On ilimizi yerle bir eden , yüreğimizi yakan ''çoklu deprem'' muhtemeldir ki, ülkemizi ekonomik olarak on yıl geriye götürdü. Bir ülke için çok , ama çok ağır bir tablo.
İçimiz yanıyor,
Yüreğimiz dağlandı,
Ocaklara 'kor' düştü... Tüm bunlar gerçek.
Bir gerçek de; Devlet ve millet seferberliğinin had safhada olması. Siyaseti bir kenara bırakalım. Zira bugün siyaset günü değil. Elbette daha sonraları ''Neden, niçin, nasıl'' sorularına yanıt aramak ve bunları sormak herkesin hakkı olacaktır. Lakin bugün o soruların sırası değil. Bugün Elele vermek, açta kalana el uzatmak, ocağı sönene kardeş olmak günüdür.
Bu yönde de kadirşinas halkımızın can pare çalıştığı aşikar.

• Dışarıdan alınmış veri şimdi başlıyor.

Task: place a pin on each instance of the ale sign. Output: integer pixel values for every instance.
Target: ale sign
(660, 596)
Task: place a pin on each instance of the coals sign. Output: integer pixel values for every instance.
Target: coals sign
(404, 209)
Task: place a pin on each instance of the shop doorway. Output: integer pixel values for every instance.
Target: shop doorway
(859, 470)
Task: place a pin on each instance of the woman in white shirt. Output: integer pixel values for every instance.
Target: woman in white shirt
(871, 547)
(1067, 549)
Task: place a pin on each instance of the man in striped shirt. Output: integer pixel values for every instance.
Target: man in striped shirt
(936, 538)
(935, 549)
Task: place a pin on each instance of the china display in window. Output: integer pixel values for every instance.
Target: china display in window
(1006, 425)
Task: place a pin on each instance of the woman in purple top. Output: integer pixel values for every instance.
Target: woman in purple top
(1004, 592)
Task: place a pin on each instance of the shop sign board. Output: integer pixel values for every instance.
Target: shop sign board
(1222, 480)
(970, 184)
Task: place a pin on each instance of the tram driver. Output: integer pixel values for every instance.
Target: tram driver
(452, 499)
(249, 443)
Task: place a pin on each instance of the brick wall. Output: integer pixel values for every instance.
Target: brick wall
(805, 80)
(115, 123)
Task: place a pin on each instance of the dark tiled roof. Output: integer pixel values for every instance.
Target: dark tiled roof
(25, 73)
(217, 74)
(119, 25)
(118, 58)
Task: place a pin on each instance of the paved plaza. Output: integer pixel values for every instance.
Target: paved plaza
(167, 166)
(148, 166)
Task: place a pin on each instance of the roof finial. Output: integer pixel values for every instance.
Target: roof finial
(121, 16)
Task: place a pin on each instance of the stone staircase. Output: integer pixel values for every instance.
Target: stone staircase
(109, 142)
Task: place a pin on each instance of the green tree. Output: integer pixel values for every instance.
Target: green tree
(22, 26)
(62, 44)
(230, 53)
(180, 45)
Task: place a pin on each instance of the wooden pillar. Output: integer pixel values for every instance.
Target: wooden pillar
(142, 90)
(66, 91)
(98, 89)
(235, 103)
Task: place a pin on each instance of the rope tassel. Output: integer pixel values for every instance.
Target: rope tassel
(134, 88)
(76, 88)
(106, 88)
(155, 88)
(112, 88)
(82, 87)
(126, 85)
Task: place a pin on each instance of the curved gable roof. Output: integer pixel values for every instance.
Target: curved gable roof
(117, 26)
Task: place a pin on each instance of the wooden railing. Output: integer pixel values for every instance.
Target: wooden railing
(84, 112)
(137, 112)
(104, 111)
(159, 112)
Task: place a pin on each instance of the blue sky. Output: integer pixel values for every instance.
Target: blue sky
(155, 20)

Televizyon kanallarında görünen çalışmaları bir tarafa bırakalım. Somut örnekleri bizim yakadan görmek mümkün. Daha ilk gün, depremin şoku atılır atılmaz bölgeye ilk koşan GTO oldu. Özellikle aşevini Elbistan'a göndermesi, günde 10 bin vatandaşa sıcak yemek hizmeti vermesi, ardından onlarca tırla gıda ve giysi yardımı yapması , Nail Çiler ve ekibinin değişmez duyarlılığını gösterdi.
Sadece GTO mu?
Hayır....Gebzesiad başta olmak üzere, Gebze Gazeteciler Cemiyeti, iş ve sanayinin önde gelenlerin hepsi , evet hepsi deprem bölgesine koştu. Siyasi partilerimizin tümü, küçük / büyük esnaf, sıradan vatandaş tüm Gebzeliler nefes almadan koştu.
Ya belediyelerimiz...
Haklarını teslim etmek gerekir ki, başta Kocaeli Büyükşehir Belediyesi olmak üzere Darıca, Çayırova, Gebze ve Dilovası belediyeleri seferber oldu. Ekipleriyle, ekipmanlarıyla belediye başkanları on ilimize yayıldı. Dayanışma, milli ruh, toplumsal sorumluluk bu işte.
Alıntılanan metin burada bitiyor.